Pathological response and survival outcomes after neoadjuvant chemotherapy with radical cystectomy in octogenarians for muscle-invasive bladder cancer: an observational database study

Background

Neoadjuvant chemotherapy (NAC) with radical cystectomy (RC) is the preferred first-line treatment for localized muscle-invasive bladder cancer (MIBC). In recent years, octogenarians have been undergoing RC uneventfully, but studies showed older adults receive NAC less often. We studied the utilization and effect of RC with or without NAC in octogenarians and compared survival outcomes between responders and non-responders.

Methods

In our retrospective study using the National Cancer Database (NCDB), we identified octogenarians with MIBC and urothelial histology who underwent RC with or without NAC between 2004 and 2018. The NAC cohort included patients who underwent RC with NAC, and the non-NAC cohort included those with or without adjuvant chemotherapy. The NAC cohort was subcategorized into responders and non-responders based on surgical pathology. Patients with comorbidity index > 1 were not included, thereby excluding patients with possible renal impairment. After propensity-matching, we compared the overall survival (OS) between NAC and non-NAC cohorts and responders and non-responders.

Results

33924 patients underwent RC, and 3056 octogenarians met our selection. Among them, 396 received NAC, and 2660 did not receive NAC. Among those who received NAC, 112(28.3%) experienced downstaging, and 223(56.4%) exhibited upstaging or no change (p < 0.001). After propensity-matching, the median OS of the NAC and non-NAC cohorts were 51.6 months and 31.3 months, respectively (p<0.001). Similarly, the median OS of responders and non-responders were 89.4 months and 26.5 months, respectively(p < 0.0001).

Conclusion

In our study, we observed that NAC with RC for MIBC may help to improve OS among healthy octogenarians. Similarly, responders had better OS than non-responders.
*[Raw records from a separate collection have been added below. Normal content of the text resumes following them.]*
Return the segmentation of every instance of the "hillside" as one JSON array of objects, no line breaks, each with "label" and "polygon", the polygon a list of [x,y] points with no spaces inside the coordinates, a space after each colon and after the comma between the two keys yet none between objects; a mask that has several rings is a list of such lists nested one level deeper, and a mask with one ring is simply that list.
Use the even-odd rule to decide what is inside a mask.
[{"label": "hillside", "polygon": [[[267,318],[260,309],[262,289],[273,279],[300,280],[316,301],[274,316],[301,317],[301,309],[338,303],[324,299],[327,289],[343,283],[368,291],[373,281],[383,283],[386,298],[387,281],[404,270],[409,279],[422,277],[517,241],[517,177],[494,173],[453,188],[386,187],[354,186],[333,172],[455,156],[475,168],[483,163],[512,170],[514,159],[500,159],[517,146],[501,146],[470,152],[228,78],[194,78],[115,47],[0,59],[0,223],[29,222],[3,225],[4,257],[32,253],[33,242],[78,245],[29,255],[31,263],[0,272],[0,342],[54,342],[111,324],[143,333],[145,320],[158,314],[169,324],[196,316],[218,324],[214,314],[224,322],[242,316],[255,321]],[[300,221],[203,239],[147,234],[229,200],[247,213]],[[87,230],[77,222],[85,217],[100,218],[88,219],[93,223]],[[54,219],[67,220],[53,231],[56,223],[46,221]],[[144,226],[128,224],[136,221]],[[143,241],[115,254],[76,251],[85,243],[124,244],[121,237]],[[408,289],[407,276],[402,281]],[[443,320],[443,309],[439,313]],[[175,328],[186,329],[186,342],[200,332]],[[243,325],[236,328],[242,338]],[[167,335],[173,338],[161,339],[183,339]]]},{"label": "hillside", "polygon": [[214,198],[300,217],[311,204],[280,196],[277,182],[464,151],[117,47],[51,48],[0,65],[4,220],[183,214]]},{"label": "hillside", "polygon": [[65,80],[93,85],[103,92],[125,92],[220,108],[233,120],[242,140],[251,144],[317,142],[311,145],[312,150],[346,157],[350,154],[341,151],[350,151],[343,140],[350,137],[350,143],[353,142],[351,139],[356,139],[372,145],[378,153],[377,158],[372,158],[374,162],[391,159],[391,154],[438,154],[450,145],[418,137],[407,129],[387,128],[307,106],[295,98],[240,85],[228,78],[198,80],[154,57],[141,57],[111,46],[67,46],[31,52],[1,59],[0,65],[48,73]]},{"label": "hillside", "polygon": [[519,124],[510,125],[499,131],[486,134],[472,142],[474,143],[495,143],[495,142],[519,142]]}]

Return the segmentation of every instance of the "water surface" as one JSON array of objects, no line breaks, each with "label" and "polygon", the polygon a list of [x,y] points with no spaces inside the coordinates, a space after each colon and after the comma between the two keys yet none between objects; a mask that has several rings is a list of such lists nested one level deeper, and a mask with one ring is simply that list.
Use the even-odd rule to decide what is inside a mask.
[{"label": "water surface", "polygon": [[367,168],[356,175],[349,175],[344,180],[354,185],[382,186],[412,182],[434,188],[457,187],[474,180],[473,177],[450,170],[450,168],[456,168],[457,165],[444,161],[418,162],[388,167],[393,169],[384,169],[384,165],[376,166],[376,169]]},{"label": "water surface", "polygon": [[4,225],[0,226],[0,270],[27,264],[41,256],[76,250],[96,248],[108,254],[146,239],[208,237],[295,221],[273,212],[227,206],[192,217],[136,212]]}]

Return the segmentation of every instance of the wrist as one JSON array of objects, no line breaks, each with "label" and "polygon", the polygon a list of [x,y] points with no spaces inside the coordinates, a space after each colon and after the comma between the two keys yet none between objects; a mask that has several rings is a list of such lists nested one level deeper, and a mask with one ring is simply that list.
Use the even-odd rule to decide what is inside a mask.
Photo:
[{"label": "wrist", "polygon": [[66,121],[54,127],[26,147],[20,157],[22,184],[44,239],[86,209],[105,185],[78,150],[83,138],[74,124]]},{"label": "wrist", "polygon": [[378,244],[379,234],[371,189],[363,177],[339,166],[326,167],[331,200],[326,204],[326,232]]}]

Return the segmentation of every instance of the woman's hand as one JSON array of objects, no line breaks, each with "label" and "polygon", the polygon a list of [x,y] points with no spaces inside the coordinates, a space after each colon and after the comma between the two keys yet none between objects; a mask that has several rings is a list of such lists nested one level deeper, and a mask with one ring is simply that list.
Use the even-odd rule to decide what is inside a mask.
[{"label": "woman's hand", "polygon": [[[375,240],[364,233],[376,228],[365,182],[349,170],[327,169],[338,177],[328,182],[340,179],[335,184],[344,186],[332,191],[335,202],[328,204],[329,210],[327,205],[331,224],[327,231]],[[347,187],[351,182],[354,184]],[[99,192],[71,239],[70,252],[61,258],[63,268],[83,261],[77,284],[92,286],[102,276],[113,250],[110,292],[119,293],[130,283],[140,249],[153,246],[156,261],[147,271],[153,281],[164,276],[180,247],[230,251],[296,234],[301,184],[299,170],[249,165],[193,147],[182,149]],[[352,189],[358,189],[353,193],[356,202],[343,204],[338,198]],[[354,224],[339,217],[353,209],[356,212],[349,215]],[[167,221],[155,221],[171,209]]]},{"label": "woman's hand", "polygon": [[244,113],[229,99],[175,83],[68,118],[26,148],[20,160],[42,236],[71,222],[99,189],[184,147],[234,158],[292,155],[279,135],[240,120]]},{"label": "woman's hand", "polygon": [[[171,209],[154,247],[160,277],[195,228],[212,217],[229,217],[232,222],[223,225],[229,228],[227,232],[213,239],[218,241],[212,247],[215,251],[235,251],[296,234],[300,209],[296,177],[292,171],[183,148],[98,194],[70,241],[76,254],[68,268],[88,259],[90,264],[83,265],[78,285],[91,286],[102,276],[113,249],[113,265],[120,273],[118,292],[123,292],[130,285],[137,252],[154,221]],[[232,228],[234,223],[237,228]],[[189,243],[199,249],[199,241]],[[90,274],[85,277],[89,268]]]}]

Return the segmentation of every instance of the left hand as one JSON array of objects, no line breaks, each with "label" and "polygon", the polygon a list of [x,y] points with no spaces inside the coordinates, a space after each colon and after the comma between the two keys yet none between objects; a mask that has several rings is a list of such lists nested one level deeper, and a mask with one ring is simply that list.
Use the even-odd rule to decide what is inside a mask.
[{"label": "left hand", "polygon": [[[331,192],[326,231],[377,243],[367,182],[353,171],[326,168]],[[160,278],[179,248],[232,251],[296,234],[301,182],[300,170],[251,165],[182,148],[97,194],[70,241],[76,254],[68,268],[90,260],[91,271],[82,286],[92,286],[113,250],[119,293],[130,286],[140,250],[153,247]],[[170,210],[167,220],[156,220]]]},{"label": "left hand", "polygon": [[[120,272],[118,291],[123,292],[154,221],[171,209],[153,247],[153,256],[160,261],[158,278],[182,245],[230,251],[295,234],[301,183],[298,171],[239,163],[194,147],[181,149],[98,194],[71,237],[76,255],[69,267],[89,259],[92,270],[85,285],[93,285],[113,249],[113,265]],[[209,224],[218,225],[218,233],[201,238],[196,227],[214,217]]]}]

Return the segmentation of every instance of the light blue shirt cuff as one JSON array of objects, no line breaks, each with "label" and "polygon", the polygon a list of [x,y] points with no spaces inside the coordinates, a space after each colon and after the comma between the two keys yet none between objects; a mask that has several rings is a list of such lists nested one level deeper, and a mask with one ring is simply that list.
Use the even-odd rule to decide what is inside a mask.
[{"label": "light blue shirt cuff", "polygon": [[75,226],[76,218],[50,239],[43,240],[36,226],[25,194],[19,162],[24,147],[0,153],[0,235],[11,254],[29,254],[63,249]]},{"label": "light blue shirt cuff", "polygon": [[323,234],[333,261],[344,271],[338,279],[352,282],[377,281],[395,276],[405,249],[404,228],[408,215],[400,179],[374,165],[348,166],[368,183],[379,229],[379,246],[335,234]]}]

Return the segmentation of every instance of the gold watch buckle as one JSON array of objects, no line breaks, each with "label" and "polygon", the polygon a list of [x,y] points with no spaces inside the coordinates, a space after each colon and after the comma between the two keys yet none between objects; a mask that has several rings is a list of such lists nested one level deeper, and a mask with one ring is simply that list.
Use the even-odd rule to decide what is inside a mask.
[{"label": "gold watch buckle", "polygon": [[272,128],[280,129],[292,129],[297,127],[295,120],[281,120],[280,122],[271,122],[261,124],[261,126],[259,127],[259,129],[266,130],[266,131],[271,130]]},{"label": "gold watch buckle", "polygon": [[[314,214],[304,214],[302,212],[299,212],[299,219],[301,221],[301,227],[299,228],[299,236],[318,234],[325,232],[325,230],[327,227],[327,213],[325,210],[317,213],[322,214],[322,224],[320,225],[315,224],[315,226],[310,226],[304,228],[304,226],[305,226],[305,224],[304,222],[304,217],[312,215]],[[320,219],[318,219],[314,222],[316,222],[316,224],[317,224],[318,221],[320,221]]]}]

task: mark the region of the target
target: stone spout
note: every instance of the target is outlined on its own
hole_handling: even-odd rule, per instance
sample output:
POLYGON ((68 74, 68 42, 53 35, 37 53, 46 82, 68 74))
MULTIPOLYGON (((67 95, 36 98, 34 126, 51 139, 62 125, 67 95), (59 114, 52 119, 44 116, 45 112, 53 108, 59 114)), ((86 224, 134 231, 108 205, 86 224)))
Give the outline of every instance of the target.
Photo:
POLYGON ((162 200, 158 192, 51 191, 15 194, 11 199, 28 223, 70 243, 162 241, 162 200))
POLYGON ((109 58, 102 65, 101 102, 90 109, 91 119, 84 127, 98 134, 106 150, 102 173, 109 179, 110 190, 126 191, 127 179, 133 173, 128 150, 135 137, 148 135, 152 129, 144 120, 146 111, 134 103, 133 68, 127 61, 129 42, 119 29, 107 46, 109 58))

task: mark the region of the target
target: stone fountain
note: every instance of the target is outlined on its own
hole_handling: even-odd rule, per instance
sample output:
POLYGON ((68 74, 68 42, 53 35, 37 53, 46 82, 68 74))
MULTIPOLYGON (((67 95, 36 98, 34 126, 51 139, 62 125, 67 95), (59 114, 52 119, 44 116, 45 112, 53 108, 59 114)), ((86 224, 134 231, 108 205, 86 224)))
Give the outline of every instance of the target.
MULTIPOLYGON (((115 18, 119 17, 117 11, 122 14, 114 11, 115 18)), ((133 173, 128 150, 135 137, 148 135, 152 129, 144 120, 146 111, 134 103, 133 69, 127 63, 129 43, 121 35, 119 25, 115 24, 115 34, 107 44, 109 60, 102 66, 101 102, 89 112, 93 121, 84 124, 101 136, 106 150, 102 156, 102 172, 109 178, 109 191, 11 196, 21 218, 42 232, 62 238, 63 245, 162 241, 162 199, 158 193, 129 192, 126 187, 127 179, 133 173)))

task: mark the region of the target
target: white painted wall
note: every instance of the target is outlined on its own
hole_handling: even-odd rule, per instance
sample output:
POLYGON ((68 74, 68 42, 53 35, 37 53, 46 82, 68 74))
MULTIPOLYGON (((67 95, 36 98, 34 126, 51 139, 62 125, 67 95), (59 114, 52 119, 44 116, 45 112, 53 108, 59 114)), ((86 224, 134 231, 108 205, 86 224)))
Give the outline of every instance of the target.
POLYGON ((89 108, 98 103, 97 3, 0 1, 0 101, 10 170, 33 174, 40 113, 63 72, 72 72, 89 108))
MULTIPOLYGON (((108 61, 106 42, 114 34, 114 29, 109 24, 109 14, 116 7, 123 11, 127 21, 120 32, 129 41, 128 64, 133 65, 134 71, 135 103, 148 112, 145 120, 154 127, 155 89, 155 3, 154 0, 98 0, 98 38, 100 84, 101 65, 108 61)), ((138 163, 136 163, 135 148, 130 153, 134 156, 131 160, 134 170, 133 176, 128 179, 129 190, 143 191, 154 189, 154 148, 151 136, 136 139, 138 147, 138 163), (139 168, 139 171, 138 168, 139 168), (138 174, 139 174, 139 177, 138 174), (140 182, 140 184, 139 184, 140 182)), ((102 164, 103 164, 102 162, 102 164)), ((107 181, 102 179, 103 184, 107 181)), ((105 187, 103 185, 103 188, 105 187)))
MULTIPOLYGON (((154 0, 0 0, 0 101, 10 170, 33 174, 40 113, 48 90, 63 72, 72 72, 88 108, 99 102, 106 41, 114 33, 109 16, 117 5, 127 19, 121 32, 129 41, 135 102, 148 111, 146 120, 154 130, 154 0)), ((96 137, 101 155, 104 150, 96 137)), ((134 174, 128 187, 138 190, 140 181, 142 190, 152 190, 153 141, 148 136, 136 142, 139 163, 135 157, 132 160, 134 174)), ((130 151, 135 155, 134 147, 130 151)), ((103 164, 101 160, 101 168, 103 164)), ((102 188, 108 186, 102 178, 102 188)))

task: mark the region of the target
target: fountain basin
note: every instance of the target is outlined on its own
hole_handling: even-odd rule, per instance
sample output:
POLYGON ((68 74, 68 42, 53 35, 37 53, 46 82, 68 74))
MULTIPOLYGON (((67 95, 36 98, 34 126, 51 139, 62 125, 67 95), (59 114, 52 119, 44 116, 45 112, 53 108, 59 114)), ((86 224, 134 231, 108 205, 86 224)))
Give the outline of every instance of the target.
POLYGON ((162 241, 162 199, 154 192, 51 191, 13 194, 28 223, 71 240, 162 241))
Bladder cancer is the 10th most common cancer worldwide and the 6th most common in the United States, with an estimated 82,290 new cases and 16,710 deaths attributed to it [1]. Bladder cancer is an aggressive disease associated with an increased risk of morbidity and mortality, and the median age at diagnosis is 73 years [2]. During diagnosis, approximately 20 to 30% of patients have muscle-invasive bladder cancer (MIBC) [3]. Currently, the average life expectancy for the US population is 76 years, and also, with the increase in life expectancy over decades and improvement in healthcare, many individuals in their eighties are undergoing major surgeries like radical cystectomy (RC) uneventfully [4].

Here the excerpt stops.